The reason behind of having IAS 19 is that it can provide different type of employment benefits to the employee. Short-term employee benefits are those falling due within 12 months of the end of period in which they are earned. They are recognized as an expense in that period. Expenses such as short-term holiday pay, profit-sharing payment or bonus payable within twelve months of the end of the period and some non-monetary benefits. In Post-employment benefits, it is mainly set out a retirement benefits which is consist largely pensions. A pension plan is dividing into defined contribution and benefit plans. In Tesco Company, bond yield rates vary over time which creates volatility in group income statement and balance sheet.

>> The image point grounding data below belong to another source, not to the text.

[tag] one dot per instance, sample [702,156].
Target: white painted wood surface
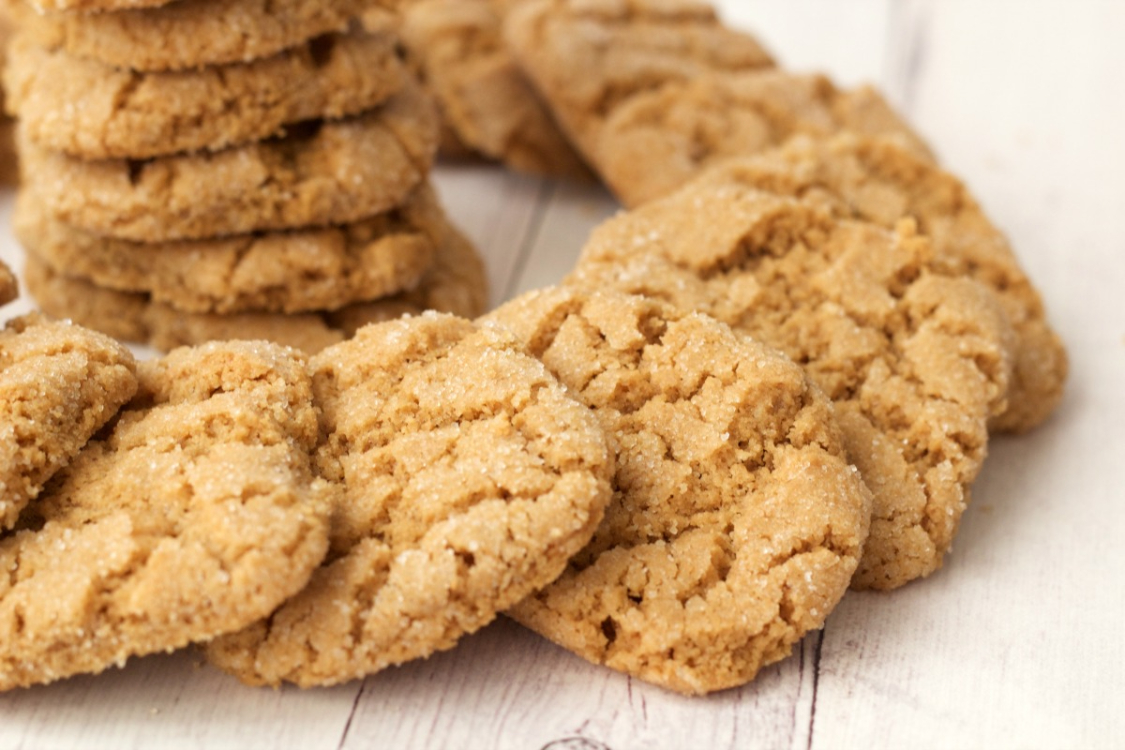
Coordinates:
[1014,644]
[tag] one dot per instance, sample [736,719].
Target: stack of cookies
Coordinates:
[213,170]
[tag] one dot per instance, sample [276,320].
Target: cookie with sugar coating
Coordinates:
[59,385]
[736,521]
[92,110]
[469,478]
[195,514]
[455,283]
[324,172]
[915,359]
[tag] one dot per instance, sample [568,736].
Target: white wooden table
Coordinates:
[1015,643]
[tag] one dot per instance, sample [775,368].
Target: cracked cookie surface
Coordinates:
[736,522]
[484,98]
[323,172]
[188,34]
[300,270]
[915,360]
[469,477]
[59,385]
[195,514]
[659,139]
[883,180]
[456,283]
[92,110]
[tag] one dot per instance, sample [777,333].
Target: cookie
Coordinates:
[456,285]
[9,288]
[882,180]
[736,521]
[59,385]
[187,34]
[295,271]
[587,59]
[485,100]
[92,110]
[195,515]
[659,139]
[470,477]
[320,173]
[916,360]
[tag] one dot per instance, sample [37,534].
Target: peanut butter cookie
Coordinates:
[320,173]
[187,34]
[59,385]
[196,514]
[485,100]
[588,59]
[736,521]
[470,477]
[882,180]
[659,139]
[456,283]
[92,110]
[916,360]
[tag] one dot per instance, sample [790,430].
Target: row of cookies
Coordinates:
[273,179]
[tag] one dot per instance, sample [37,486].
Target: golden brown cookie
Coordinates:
[484,98]
[736,521]
[318,173]
[916,360]
[195,515]
[59,385]
[92,110]
[9,288]
[296,271]
[188,34]
[470,477]
[881,180]
[587,59]
[456,283]
[659,139]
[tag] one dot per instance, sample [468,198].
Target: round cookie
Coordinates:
[9,288]
[195,515]
[485,100]
[92,110]
[736,521]
[59,385]
[883,180]
[915,360]
[587,59]
[321,173]
[188,34]
[295,271]
[470,477]
[456,283]
[659,139]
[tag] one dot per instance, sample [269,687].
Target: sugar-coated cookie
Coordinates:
[325,172]
[196,514]
[299,270]
[59,385]
[469,478]
[916,360]
[484,99]
[456,283]
[736,521]
[883,180]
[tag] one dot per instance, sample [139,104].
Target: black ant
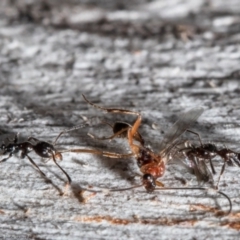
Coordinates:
[151,164]
[41,148]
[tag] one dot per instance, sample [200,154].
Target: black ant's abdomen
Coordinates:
[44,149]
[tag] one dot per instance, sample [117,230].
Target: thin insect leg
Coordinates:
[69,130]
[68,177]
[14,140]
[131,133]
[112,110]
[33,138]
[221,173]
[35,165]
[200,140]
[109,138]
[5,159]
[212,167]
[103,153]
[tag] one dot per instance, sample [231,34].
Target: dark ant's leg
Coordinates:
[212,167]
[35,165]
[198,135]
[69,130]
[69,179]
[14,140]
[103,153]
[5,159]
[109,138]
[111,110]
[131,133]
[221,173]
[34,139]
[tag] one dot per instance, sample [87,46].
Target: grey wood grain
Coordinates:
[160,58]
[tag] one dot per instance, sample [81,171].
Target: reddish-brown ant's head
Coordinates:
[149,182]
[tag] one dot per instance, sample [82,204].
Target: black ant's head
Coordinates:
[149,182]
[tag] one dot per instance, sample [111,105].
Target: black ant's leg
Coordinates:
[198,135]
[109,138]
[221,173]
[5,159]
[68,177]
[33,138]
[35,165]
[14,140]
[212,167]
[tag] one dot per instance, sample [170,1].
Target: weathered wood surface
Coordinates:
[127,54]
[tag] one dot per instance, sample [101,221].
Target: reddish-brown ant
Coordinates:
[41,148]
[151,164]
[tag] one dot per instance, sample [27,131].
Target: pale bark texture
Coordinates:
[160,58]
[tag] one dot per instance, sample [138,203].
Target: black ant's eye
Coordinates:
[149,182]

These effects would make the IAS 19 charge disproportionately higher and more volatile than the cash contributions. Similarly, within underlying profit we have included the 'normal' cash contributions for pensions but excluded the volatile element of IAS 19 to represent what the Group believes to be a fairer measure of the cost of providing post-employment benefits. Tesco PLC Pension Scheme as shown in the financial statement notes, it stated that at the date of the last actuarial valuation the actuarial deficit was 275million pounds. The market value of the schemes assets was 3,987million pounds and these assets represented 94% of the benefits that had accrued to members, after allowing for expected increases in earnings and pensions in payment.

IAS23: Borrowing Cost

IAS23 Borrowing Cost is to prescribe the accounting treatment of interest and other borrowing, especially for those which are incurred in connection with the acquisition of assets such as property, plant and equipment. All of the borrowing costs of Tesco Company are recognized as financial cost in the period in which they occur, and cost of financial liabilities is considered as cost of sales and calculated with effective interest rate method.

Tesco adopts one of the alternative choices given by IAS 23, as it is hard to determine the real use of qualifying assets or it might take a long period to decide this. Tesco has treats it in a real simple way by viewing them as financial cost. This way is simple to prepare, but on the other hand, it is hard for the expansion direction to access the use of qualifying assets.


IASB standard does not ensure that all accounting policies to be consistence although the standard is used to exclude any inconsistence of accounting policies are internally consistence. Many principles are hard to oblige in practice and sometimes it could provide some misleading opportunities for litigation. After mangers choose what kind of accounting policy to use, they got to show clear information in the financial statement so that the auditors or user has reasonable ground to believe and to make the financial statement looks the best of their interest. Besides in some cases, managers pursue the company interest and they may choose some accounting policies which would help them to have a good review on the accounting reports and a strong operating performance in the financial statements.